Non so a quale copione si ispiri il “racconto” del dibattito interno alla maggioranza. Ma è sempre più da teatro dell'assurdo. Se all'interno del partito di maggioranza le posizioni riflettono un pluralismo non solo auspicabile, ma fisiologico (di qualunque tema si tratti: dalla bioetica all'immigrazione, dalle politiche fiscali alle riforme costituzionali) chi è “fuori-linea” rispetto all'impostazione prevalente è indiziato di ostruzionismo o sabotaggio. Se invece un ministro, dopo averci pensato per qualche mesetto, attacca ad alzo zero un disegno di legge presentato da un altro ministro e approvato all'unanimità dal Consiglio dei ministri, al dissenziente non viene rimproverata né la contraddizione logica né la slealtà. Purché il dissenziente sia leghista.
La recente polemica sul ddl “svuota-carceri” del ministro degli Interni Maroni contro il provvedimento voluto dal ministro della Giustizia Alfano deve comunque rientrare nello schema di questa narrazione. I leghisti rimangono “alleati fedeli” e quelli che vogliono bilanciare il peso della Lega potenziali “traditori”.
Alfano si è posto una questione di civiltà giuridica e di buon governo, quella delle condizioni di detenzione sostanzialmente “illegali” in cui versa la gran parte delle carceri italiane, costrette ad ospitare un numero dei detenuti di più di un terzo superiore a quello previsto (quasi settantamila contro circa quarantaquattromila). Di fronte a una vulgata, che presenta l'invivibilità del carcere come una sorta di pena accessoria a carico dei detenuti, il ministro della Giustizia ha spiegato che il “disagio” peggiora e rende intollerabili anche le condizioni di lavoro degli agenti di polizia penitenziaria e pregiudica la funzione rieducativa che la nostra Costituzione assegna alla detenzione, esponendo il nostro paese alle ricorrenti censure della Corte europea dei diritti dell'uomo.
Dunque, accanto ad un intervento straordinario di edilizia penitenziaria, Angelino Alfano ha previsto una misura emergenziale - non la prima e certo non l'ultima visto il ritardo con cui si sono messi in cantiere interventi più strutturali. In particolare, il disegno di legge del governo prevede l'esecuzione domiciliare delle pene detentive fino ad un anno (anche residue di una pena maggiore) ed esclude dal beneficio i condannati per i reati più gravi, i delinquenti abituali e i soggetti a cui sia già stata revocata la detenzione domiciliare. Non si tratta di un “indulto mascherato”, come sostiene Roberto Maroni, perché non estingue la pena e neppure ne sospende la esecuzione. E non è un provvedimento che “rimette in strada” i detenuti visto che, per ciascuno di essi, andrà indicata l'abitazione o il luogo pubblico e privato di cura e di assistenza in cui sarà scontato il periodo di detenzione domiciliare.

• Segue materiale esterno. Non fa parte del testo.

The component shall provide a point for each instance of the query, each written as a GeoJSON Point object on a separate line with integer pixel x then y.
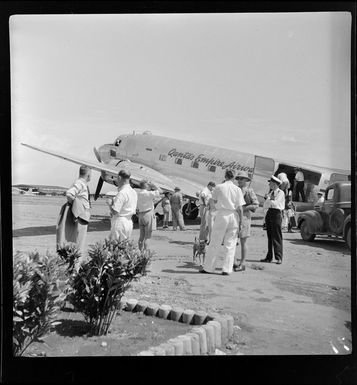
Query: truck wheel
{"type": "Point", "coordinates": [190, 211]}
{"type": "Point", "coordinates": [337, 218]}
{"type": "Point", "coordinates": [304, 232]}
{"type": "Point", "coordinates": [348, 237]}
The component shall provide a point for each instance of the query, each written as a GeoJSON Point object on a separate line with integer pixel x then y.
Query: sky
{"type": "Point", "coordinates": [272, 84]}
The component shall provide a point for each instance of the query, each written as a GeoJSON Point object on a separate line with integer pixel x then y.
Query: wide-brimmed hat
{"type": "Point", "coordinates": [275, 180]}
{"type": "Point", "coordinates": [243, 174]}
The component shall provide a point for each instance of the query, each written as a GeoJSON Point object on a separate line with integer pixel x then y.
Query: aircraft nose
{"type": "Point", "coordinates": [102, 153]}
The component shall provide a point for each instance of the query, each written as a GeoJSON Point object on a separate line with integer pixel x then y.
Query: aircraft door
{"type": "Point", "coordinates": [263, 170]}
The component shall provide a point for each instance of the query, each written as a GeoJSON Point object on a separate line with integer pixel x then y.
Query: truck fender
{"type": "Point", "coordinates": [346, 224]}
{"type": "Point", "coordinates": [313, 220]}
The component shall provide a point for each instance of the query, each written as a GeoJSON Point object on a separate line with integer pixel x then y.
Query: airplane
{"type": "Point", "coordinates": [169, 162]}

Nel settembre del 2009, al trentadue per cento dei detenuti condannati con sentenza definitiva mancava un anno al fine-pena. E, anche volendo ragionare in termini economici, il costo pro-capite - diretto e indiretto - della loro sorveglianza a domicilio è di gran lunga inferiore a quello della loro detenzione. La Lega Nord - non a caso alleata, in questo, dell'Italia dei Valori di Antonio Di Pietro - non pensa a come risolvere, ma a come usare un problema che fa comprensibilmente breccia nelle paure dell'opinione pubblica, a cui ben pochi spiegano che il tasso di recidiva dei detenuti beneficiati da misure alternative è comunque inferiore a quello di chi sconta in carcere anche fino all'ultimo giorno di pena. Con questo atteggiamento il Carroccio punta, come spesso accade, a scaricare la responsabilità di misure tanto ragionevoli quanto impopolari sul Popolo della libertà, ricavando per sé il ruolo di chi difende demagogicamente “l'ordine” e la “legge” anche contro l'esecutivo di cui fa parte. La solita Lega “di lotta e di governo”. Questo gioco non deve stupire e non può essere demonizzato: deve essere però contrastato e non passivamente subito, arginato sul piano dell'azione e non del ripiegamento. Il provvedimento proposto dal ministro Alfano, insomma, può essere modificato, ma per essere reso più coerente con i suoi presupposti, non per consentire alla Lega di staccare un dividendo di immagine.
In tutto questo, peraltro è evidente la contraddizione con la fermezza con cui si vuole arginare la competizione all'interno del Popolo della libertà, che, una volta accettata e incanalata su binari da tutti condivisi, non indebolirebbe ma rafforzerebbe Silvio Berlusconi e il suo governo di centrodestra.